Is it realistic that the BJP will get 60 per cent of the 70 per cent Hindu votes in West Bengal? It would appear, as yet, difficult. Bengalis are split between conservatives, who uphold religious and social orthodoxy, and Bengalis who reject it and embrace socially progressive values. Till this election is over, there is no knowing how the Bengali voter will react to state-sponsored religious orthodoxy that is divisive in its intent and destabilising of the uneasy equilibrium between the Hindu and Muslim communities.
It is instructive to note that in 2019, the BJP’s surge to 40.64 per cent of votes was a switch that hitherto Left voters made, sending its voteshare plummeting to 6.34 per cent in 2019 from 19.75 per cent in 2016. Congress votes declined by over 50 per cent in 2019 to 5.6 per cent; the Trinamul Congress suffered a marginal erosion of votes in 2019 compared to 2016, even though it lost in 12 seats to the BJP.
The Trinamul Congress, with over 43 per cent votes in 2019, obviously enjoys the support of a substantial section of Hindu voters. It is only if significant numbers of these voters shift away from Ms Banerjee that the BJP can muster the numbers it needs to oust India’s only woman chief minister.
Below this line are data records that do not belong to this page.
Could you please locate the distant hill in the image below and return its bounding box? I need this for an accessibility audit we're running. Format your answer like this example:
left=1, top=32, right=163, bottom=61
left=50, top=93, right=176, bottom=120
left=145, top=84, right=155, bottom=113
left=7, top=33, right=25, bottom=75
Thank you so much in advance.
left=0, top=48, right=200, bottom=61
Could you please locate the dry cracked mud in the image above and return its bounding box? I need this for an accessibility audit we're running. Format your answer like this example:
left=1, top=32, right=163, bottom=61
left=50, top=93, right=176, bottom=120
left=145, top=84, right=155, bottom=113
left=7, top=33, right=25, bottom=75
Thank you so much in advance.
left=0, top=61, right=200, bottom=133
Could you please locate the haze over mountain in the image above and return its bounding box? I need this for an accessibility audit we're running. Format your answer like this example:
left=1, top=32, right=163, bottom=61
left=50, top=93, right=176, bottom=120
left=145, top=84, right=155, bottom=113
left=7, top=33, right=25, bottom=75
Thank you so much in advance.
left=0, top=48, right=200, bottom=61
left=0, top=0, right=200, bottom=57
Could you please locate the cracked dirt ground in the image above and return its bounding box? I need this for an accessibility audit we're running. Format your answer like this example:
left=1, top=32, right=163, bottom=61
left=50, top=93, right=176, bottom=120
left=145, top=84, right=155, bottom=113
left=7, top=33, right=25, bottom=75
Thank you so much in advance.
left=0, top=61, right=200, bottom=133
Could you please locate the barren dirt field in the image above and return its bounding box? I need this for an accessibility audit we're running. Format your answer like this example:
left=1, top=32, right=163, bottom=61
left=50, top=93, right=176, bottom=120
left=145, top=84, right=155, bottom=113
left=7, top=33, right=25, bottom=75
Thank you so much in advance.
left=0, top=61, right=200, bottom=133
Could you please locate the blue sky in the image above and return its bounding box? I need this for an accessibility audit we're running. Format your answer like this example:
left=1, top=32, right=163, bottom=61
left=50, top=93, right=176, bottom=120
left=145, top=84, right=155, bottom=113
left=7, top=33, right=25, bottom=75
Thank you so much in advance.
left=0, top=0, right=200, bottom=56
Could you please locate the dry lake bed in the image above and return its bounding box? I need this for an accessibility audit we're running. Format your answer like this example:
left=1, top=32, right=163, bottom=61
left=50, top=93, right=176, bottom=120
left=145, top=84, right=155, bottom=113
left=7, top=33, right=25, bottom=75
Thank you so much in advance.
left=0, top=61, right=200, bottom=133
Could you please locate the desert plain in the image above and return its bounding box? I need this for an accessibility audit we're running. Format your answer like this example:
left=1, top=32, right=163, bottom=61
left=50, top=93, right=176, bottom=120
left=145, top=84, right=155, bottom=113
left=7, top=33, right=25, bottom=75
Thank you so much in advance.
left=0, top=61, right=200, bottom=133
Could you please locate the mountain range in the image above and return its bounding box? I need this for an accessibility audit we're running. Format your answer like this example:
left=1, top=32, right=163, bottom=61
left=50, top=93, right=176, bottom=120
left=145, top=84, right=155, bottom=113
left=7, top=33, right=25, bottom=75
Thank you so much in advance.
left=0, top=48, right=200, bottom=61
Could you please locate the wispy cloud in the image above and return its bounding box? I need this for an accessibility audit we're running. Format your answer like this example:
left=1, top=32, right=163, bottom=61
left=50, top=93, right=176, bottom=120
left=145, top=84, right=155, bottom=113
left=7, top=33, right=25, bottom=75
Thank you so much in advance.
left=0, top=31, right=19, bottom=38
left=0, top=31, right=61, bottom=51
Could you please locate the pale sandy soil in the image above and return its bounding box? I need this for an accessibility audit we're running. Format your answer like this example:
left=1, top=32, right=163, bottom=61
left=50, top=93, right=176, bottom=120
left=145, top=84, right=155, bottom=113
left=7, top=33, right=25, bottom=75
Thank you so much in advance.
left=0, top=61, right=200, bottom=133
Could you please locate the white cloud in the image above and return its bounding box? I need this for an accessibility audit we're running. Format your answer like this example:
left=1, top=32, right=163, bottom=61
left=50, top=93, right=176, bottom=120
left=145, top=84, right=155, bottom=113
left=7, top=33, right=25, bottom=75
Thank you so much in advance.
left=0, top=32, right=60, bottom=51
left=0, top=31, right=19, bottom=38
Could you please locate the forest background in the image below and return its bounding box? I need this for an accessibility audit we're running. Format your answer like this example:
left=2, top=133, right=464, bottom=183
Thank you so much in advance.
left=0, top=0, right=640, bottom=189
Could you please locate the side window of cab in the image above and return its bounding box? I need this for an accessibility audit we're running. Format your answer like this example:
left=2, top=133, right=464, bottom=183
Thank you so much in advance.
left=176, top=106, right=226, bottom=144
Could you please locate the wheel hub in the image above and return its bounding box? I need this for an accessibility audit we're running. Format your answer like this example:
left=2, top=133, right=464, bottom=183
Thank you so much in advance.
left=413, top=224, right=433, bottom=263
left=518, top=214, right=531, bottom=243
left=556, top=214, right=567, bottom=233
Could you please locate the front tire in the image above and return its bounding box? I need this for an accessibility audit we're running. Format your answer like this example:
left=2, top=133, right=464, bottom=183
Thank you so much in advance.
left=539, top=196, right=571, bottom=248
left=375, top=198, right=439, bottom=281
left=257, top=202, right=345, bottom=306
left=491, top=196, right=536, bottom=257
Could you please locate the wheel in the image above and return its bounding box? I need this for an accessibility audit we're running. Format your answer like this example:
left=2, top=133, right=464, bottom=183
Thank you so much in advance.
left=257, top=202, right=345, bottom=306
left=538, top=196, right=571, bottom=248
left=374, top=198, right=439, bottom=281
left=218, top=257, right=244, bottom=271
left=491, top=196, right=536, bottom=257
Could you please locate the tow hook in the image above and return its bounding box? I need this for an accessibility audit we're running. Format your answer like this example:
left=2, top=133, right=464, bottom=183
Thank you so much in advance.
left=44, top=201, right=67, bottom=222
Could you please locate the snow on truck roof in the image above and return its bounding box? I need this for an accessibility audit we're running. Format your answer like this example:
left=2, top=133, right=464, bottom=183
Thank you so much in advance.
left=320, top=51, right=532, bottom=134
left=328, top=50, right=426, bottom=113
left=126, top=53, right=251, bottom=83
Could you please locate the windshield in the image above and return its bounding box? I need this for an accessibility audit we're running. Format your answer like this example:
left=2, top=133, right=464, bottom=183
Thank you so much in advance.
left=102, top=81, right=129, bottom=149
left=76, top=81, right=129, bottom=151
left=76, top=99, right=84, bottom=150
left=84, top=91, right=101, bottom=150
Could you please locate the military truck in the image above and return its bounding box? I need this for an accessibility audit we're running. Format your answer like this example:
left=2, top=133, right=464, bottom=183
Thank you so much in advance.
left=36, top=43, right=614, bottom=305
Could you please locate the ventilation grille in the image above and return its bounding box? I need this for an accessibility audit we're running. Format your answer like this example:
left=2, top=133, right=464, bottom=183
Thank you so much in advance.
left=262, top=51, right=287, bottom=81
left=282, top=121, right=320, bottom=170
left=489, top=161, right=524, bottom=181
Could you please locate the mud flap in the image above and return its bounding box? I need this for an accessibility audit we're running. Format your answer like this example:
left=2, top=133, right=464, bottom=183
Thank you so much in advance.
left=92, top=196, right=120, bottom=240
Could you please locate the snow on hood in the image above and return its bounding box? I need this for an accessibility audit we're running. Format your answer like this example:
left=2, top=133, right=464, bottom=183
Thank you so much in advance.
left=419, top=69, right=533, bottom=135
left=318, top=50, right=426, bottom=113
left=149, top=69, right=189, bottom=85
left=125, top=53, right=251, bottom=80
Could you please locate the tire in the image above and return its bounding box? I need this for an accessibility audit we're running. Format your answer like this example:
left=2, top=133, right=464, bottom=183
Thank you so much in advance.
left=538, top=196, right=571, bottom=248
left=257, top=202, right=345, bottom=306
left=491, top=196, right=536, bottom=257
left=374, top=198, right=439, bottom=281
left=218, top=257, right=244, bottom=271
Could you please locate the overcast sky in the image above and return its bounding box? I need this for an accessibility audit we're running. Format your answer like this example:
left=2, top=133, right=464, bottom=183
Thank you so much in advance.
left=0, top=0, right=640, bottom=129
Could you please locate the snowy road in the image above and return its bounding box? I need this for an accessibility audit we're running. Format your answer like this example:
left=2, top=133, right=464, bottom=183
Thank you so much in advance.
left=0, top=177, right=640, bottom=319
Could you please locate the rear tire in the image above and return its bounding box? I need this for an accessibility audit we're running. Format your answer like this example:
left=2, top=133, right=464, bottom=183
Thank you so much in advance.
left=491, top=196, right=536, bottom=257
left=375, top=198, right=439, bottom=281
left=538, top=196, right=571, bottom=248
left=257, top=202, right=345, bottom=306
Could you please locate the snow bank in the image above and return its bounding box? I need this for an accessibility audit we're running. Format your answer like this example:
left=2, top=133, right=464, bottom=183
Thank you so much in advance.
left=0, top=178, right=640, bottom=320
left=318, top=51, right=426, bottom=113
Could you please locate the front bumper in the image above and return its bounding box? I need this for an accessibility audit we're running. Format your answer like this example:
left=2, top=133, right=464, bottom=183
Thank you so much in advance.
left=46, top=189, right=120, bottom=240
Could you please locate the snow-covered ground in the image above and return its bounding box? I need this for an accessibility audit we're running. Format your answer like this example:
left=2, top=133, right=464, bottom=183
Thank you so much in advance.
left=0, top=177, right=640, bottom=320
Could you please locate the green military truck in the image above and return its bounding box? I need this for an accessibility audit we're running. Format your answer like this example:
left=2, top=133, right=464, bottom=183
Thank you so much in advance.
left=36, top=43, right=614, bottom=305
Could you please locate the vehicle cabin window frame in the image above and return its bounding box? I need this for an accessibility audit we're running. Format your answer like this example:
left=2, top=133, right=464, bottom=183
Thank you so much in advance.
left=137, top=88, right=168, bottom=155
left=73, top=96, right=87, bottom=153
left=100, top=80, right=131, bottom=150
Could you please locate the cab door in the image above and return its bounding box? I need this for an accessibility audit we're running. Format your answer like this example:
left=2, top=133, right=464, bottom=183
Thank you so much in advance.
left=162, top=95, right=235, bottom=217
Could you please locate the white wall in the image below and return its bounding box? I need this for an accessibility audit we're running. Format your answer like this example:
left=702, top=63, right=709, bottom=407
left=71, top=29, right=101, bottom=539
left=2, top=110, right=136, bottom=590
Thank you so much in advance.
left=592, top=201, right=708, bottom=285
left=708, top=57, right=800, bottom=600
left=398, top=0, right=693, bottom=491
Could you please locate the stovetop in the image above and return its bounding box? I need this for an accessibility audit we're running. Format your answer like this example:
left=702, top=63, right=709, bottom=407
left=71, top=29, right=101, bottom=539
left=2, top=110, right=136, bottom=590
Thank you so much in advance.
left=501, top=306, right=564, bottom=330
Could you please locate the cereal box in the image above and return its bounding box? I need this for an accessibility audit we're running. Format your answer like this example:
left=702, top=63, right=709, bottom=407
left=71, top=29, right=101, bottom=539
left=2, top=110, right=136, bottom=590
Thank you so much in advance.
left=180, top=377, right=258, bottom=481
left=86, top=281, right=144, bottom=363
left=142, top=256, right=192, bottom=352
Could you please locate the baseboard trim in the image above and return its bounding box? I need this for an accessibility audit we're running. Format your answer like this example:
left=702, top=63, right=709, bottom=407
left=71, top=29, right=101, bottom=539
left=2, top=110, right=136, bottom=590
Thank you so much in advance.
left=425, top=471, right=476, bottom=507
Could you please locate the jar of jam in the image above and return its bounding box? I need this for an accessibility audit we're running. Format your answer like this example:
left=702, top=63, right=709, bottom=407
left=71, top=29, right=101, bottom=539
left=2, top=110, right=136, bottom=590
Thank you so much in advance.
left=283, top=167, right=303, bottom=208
While the BJP campaign has focused almost exclusively on the evils of the Mamata Banerjee government, focusing on polarising the vote on religious identity lines by putting Muslim appeasement at the cost of the Hindu majority at the top of the list, it has ignored the quieter revival of the Left, led by the CPI(M), and the Samyukta Morcha as a new political combination that was created for this election. The Samyukta Morcha is contesting in all 294 seats; the Left is contesting in 177 seats, the Congress in 91 and the Indian Secular Front in 26 seats. The Left is fighting for its very survival, and in this election it is working to achieve a revival. Its pitch as the alternative is politically necessary but unrealistic. Any increase in the Left and Congress voteshare will take off votes that the BJP has been counting on to reach the tipping point. This can be offset if the Trinamul Congress loses its voters and loses the elections.
Whichever party makes it across the finishing line needs to occupy the middle ground in West Bengal in social and religious identity terms.
The BJP’s promise to deliver better development and integrate West Bengal with the mainstream, which it believes it controls, comes with a promise to polarise the state on communal lines. Will that appeal to the run of the mill Bengali, who as poet Shakti Chattopadhyay famously said, are into religion and into giraffes?